El peligroso juego y el esperpéntico espectáculo terminaron por asustar al mundo. Aunque portavoces cualificados, de esos que llaman bien informados, salieron a tranquilizarnos: “Son cosas de la campaña electoral. Muchas de las propuestas se hacen solo de cara a la galería, para conseguir votos. Y en realidad son inaplicables. Y, además, Trump no puede ganar. El pueblo americano no está loco. Es verdad que está harto de sus élites dirigentes. Pero al final se impondrá la cordura y las aguas volverán a su cauce”. Paul Krugman, famoso Premio Nobel de Economía, escribió en el New York Times, días antes de las elecciones: “Salvo una catástrofe política equivalente al impacto de un meteorito, Hillary Clinton será la próxima presidenta de Estados Unidos”.

 

Pero Krugman no acertó y el meteorito cayó. Tan grande como el que cayó en México hace 60 millones de años y provocó un largo invierno nuclear y la extinción de los dinosaurios de la faz de la tierra. El increíble resultado electoral demostró que nadie supo calibrar la profundidad del rencor de amplios sectores de la sociedad americana contra sus élites dirigentes. Ni el alcance de su rechazo frontal a la globalización.
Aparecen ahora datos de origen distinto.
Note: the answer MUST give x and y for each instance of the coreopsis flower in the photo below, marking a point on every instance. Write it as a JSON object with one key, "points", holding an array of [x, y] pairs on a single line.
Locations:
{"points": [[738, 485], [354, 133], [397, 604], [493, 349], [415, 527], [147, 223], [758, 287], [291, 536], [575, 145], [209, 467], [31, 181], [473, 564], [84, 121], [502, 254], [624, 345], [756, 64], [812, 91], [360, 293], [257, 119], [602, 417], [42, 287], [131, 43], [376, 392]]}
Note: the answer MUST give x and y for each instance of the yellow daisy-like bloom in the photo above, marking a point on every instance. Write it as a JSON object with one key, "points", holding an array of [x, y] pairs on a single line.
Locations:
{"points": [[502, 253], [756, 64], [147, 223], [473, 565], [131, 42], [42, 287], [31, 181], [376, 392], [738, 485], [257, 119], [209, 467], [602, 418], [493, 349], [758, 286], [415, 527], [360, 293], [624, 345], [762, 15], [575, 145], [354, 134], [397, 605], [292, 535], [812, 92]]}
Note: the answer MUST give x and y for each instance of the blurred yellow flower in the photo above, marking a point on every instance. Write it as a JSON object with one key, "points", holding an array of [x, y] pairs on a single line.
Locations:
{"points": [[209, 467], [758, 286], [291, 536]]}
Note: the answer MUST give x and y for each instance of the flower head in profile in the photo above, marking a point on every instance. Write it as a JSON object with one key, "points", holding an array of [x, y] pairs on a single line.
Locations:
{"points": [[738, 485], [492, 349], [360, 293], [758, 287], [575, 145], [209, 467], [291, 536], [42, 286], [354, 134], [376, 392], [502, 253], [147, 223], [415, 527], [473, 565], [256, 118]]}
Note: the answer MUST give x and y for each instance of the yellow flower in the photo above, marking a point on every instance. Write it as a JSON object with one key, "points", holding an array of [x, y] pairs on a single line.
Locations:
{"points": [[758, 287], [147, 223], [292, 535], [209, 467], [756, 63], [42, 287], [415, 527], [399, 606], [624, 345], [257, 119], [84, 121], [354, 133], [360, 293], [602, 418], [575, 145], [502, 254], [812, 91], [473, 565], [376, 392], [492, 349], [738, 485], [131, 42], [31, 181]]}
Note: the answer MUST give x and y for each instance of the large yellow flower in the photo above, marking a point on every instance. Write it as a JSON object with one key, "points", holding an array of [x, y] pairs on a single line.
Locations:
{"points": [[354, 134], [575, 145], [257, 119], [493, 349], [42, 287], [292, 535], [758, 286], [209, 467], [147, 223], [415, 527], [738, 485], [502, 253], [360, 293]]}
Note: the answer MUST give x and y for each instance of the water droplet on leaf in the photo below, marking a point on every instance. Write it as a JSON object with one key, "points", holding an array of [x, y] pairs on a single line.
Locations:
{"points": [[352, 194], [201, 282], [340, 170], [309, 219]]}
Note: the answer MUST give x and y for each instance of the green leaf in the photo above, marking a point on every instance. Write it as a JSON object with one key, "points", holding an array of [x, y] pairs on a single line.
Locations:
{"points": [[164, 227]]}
Las elecciones del 8 de noviembre se han convertido en un acontecimiento histórico que marca el final de una época y el inicio de otra. El tránsito del siglo XX al siglo XXI, que ha empezado ya. Habíamos recibido ya grandes avisos: en el 2001 el atentado de las Torres Gemelas y el Pentágono provocó sucesivas intervenciones militares en Oriente Medio, con su secuela de guerras locales, terrorismo y emigraciones masivas, que han terminado por desestabilizar a todo el planeta. En 2008 se desplomó el poder financiero y se descontrolaron los mercados que gobiernan la globalización, lo que llevó a crisis sociales y a una tremenda extensión del paro y la pobreza.

 

La lección estaba clara pero no se quiso aprender de ella. Y al final, esta sucesión de acontecimientos nos ha llevado a que vaya a presidir el país más poderoso del mundo un personaje estrafalario e irascible, del que depende el maletín del botón nuclear que nos puede llevar al desastre. Nos ofrece pócimas y ungüentos para cada uno de los problemas del mundo. Lo que nadie sabe es si le dejarán aplicarlos. Por de pronto no lo tiene fácil: ya se han movilizado los grandes poderes mundiales para frenarlo e impedir que haga disparates. Y por muy histriónico que sea, Trump sabe que no es lo mismo exaltarse en un mitin televisivo que sentarse a tomar decisiones en el Despacho Oval o en el Situation Room.

 

Con las ideas de Trump y el mundo complejo e inestable al que se tiene que enfrentar hace prever una Presidencia llena de bandazos, avances y retrocesos, contradicciones y conflictos, típicos de un tiempo de transición. La transición de un mundo viejo a otro nuevo, en que hay que construir otro orden mundial, un nuevo modelo de relaciones internacionales basados en el equilibrio de varios poderes, sin ningún superpoder. El tránsito llevará décadas, nadie sabe cuántas. Pero lo que sí sabemos es que ese nuevo tiempo histórico ya ha empezado. Empezó la semana pasada, un martes 8 de noviembre, con la llegada de un presidente americano imprevisible y diferente a todos los anteriores.